The sapphire figure vanished through a door. An alarm began to ring, hurting Kais’s ears. He turned back to the boardroom to be confronted with a scene of riotous reactions: the gue’la shouting all at once, the tau backing away in confusion, the nameless trooper at the centre of the hubbub sinking to his knees, fingers clutching at his throat.

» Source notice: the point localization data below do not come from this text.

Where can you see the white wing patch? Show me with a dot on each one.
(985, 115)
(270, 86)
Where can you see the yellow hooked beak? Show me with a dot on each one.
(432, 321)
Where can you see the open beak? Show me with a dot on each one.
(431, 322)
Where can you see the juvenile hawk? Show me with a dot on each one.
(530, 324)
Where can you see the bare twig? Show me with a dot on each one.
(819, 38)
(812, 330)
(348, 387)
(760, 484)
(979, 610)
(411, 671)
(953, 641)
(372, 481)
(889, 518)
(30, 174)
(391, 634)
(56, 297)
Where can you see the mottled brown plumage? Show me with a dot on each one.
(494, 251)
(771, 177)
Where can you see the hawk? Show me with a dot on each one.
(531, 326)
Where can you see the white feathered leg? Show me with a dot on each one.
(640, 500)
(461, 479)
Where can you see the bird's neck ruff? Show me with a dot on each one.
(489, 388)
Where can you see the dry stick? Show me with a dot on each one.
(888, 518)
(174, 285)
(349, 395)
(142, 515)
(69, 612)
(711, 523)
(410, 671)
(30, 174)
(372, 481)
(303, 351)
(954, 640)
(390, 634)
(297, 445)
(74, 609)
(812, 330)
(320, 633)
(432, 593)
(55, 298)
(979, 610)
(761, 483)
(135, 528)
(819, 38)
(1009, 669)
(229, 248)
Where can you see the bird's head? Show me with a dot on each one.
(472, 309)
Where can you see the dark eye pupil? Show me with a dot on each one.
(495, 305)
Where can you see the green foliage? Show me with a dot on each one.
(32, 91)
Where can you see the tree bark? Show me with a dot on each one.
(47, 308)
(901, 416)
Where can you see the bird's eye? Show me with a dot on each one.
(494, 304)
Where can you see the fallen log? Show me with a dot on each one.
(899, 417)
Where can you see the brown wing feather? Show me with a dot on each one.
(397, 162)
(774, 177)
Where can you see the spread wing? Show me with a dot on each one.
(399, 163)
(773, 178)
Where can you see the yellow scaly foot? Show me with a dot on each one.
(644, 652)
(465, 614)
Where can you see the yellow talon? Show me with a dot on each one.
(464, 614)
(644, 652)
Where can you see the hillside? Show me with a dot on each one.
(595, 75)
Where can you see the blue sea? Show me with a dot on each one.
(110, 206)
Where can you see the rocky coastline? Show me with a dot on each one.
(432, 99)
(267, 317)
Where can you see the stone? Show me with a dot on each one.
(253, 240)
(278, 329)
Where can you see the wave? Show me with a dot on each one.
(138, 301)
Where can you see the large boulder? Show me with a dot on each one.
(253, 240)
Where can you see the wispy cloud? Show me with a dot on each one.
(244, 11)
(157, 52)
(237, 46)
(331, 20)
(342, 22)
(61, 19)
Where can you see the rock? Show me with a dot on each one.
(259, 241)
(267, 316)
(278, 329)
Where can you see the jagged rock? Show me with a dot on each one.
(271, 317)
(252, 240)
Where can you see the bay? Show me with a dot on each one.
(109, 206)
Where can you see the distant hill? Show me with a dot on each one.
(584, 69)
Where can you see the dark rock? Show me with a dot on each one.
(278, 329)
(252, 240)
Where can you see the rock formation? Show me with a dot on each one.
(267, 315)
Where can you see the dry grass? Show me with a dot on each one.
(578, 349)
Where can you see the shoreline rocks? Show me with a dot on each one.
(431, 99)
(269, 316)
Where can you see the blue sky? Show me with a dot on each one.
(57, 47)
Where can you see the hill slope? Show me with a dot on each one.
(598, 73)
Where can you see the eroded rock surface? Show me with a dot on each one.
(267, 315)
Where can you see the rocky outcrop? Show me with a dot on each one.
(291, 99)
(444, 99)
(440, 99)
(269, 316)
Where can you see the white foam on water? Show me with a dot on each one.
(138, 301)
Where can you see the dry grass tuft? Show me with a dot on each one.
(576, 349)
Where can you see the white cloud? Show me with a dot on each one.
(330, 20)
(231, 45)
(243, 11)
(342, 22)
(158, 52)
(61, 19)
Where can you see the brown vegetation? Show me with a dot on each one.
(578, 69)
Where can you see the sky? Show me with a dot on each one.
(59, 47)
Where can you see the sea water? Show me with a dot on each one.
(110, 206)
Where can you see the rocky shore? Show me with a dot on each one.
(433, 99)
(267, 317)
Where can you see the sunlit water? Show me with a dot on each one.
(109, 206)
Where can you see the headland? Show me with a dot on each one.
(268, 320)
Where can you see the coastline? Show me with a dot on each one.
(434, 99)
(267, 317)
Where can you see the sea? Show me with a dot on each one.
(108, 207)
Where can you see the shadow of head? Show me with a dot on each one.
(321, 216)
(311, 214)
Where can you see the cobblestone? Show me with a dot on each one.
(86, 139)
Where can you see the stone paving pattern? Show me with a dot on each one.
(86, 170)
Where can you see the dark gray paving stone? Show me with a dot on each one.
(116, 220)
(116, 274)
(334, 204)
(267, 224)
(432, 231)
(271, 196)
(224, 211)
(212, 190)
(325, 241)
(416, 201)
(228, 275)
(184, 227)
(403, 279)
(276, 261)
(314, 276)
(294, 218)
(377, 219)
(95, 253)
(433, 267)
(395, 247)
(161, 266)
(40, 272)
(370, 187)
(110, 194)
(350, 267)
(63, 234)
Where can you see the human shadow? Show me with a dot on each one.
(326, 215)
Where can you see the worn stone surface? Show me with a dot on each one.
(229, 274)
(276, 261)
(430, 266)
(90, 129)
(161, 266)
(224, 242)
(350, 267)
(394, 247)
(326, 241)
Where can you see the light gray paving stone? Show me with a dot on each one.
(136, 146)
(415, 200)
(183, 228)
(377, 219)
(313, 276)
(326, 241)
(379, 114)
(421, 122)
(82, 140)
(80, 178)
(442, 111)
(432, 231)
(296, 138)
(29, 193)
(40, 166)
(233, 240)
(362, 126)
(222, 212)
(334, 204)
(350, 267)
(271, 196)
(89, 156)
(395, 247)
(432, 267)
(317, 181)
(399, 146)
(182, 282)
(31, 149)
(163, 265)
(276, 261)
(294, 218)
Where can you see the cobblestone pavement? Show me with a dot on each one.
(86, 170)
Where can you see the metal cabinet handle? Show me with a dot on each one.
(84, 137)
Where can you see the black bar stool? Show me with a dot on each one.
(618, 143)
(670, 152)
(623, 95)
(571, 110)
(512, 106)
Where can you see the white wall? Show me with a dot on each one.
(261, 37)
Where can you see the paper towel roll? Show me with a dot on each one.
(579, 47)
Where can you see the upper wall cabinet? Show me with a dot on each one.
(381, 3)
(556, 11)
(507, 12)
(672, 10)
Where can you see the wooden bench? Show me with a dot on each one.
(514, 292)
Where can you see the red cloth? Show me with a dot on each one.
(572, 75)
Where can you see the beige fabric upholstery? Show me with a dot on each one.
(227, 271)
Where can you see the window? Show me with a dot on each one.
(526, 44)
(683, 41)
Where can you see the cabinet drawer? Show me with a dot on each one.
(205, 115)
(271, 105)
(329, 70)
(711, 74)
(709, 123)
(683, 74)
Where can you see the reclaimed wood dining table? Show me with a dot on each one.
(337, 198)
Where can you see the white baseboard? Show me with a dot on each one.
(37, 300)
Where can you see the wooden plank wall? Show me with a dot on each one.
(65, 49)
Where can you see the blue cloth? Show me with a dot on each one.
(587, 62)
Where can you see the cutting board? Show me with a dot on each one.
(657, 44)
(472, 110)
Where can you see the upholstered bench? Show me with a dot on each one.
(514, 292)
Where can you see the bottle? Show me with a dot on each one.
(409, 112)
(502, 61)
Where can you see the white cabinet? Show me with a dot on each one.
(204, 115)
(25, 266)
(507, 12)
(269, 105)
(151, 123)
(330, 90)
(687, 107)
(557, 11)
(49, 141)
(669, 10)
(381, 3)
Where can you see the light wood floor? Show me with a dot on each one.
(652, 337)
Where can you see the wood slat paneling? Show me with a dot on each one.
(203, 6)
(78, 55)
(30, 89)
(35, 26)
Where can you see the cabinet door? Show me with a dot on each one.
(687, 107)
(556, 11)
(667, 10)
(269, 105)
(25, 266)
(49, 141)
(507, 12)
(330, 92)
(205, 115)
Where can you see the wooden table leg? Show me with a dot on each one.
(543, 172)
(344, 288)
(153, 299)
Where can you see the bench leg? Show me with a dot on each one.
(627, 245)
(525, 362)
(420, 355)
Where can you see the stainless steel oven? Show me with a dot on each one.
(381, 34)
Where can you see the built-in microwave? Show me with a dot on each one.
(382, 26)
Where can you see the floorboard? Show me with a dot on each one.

The blood drizzle didn’t fall. Where the chaotic splatter effervesced into the air it hung immobile, as if spraying across some invisible shape suspended above the ground. Like water falling on glass.
—woop-woop-woop-woop—
The lights went orange then yellow, flickering on and off with a dizzy, oscillating rhythm. A cold voice, piped mechanically throughout the vessel, declared:
“Anomalous energy readings detected, all decks...”
The pulsing lights were an angry heartbeat, a palpitating gut, a crumpling lung. Kais fought to see into the adjoining room. The blood cascaded down, long tentacular rivulets dragging at his attention with some sensory gravity: forcing him to watch. The slit-throated trooper was dead now. Mostly.
A grisly rectangle of blood fluid formed over his corpse, red-black sheen taking on some sinister internal light, agitating and bubbling as it began to glow a deep, angry crimson.
The governor was laughing, long, dry whoops of air splitting his face, bloodslick knife brandished like a trophy. The glowing rectangle shimmered once, twice, three times.
El’Yis’ten, voice recognisable above the terrified groans and moans of the gue’la, said: “What’s—”
Then something came out of the rectangle and cleaved off her head. Time did its slowing-down jig.
“—intruder detection — intruder detection — all decks — intruder al—”
Blast shields closed on the viewing gallery windows and Kais hammered his fists impotently against them, adrenaline short-circuiting his mind.
He’d seen it. Whatever came out. Black, like oil. Like cancer. As big as the blue-toned captain, Ardias, but rust-pied and metal toned. Spines and chains and skulls. Red eyes. Red eyes like a desert reptile, but glowing from within. Hot embers in a cold fire grate.
He wished the screaming through the audio speaker would stop.
Without really thinking, he spun around and sprinted for the side door to collect his wargear. All he could think, all he could see in his mind, was a glowing pair of embers and a word: Mont’au.
The weight of the world surprised him, at first. He’d been too long without gravity, too long a shade of a shade, a wraith lost inside eggshell prisons of smoke and light.
A single splatter of blood, that was all it had taken, eventually. The final sacrament to bring the walls crumbling down. Three words of power to undo the ancient curse and a drizzle of red fluids to open the doors. There had been cracks already, of course. Imperfections growing by the moment, allowing his brothers brief forays into the blocky, unfamiliar solidity of the “real”.